We’re pleased to announce the very first release of open-source Isoxya plugin: Crawler HTML 1.0—providing static HTML crawling to SEO and other internet data-processing activities. This discovers the site graph as quickly as possible, leaving data-extraction or more costly operations to other plugins working in parallel. Using this in combination with the proprietary Isoxya engine, it’s possible to crawl entire websites, even if they have millions of pages, and process them in myriad ways. Docker images are available, and similar to Isoxya plugin: Spellchecker, released a few days ago, we’ve decided to release the plugin open-source (BSD-3 licence).
Lightweight crawler
When building crawlers, it can be difficult to find the right balance between complexity and simplicity. Without a certain base set of features, the crawler would be of minimal use, since the data extracted from it would be too limited or the engine not advanced enough to be close to how a search-engine works ‘in the wild’. But every additional feature makes it harder to analyse whether its operation is correct, and carries with it the usual problems of increased maintenance cost. Isoxya solves these problems by separating the core engine from how pages are processed, and separating that further between operations used to control the crawl and operations used to extract or analyse data. This plugin provides a lightweight set of features allowing many of the pages of a site to be detected and traversed, without industry-specific data-extraction bloat. For example, this plugin allows the Isoxya Pickax Spellchecker to crawl millions of pages without having to have any SEO-specific features in the loop.
Features
Link extraction
Links from the page are extracted, deduplicated, and are fed back into Isoxya to control the crawl.

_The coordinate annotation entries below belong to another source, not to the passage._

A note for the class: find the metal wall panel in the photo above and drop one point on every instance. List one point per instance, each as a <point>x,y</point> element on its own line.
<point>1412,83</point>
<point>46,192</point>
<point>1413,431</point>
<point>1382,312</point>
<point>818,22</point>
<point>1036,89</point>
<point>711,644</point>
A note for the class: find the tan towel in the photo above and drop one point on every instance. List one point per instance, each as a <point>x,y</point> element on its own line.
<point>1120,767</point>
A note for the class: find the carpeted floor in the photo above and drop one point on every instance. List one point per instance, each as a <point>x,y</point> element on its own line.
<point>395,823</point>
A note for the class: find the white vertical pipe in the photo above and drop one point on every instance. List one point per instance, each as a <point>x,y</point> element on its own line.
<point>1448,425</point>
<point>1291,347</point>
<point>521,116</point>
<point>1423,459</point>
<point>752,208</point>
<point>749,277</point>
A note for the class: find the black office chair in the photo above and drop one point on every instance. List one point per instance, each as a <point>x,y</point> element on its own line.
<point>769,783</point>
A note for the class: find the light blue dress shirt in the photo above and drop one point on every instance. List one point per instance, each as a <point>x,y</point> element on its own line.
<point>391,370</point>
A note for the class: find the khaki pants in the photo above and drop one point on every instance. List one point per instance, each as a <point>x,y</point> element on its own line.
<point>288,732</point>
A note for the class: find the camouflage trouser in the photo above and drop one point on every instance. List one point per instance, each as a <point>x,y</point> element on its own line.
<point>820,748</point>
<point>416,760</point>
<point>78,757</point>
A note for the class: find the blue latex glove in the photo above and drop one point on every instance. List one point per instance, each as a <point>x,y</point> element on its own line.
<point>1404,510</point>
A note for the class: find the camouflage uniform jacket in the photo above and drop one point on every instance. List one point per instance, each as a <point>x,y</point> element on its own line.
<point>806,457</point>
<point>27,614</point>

<a href="http://www.iana.org/domains/example">More information...</a>
Header redirects
Header redirects are extracted, allowing Isoxya to resolve redirects which happen within a site. These are not flattened automatically, allowing for more complex types of analysis such as checking how many hops a browser has to make in order to load a page.
HTTP/1.1 301 Moved Permanently
Location: https://www.pavouk.tech/
No-follow links
No-follow directives within page links are respected, similar to how Google discounts such links when calculating PageRank.
<a href="http://www.example.com/" rel="nofollow">Link text</a>
Base tags
Base tags are read, allowing for override of the base URL against which relative URLs are resolved. These are then sent to Isoxya as absolute URLs.
<base href="http://www.example.com/">
Meta robots no-follow tags
Meta tags giving no-follow directives are respected, resulting in every link on the page being no-followed.
<meta name="robots" content="nofollow">
Header X-Robots-Tag no-follow
Headers giving no-follow directives are also respected, resulting in every link on the page being no-followed.
X-Robots-Tag: nofollow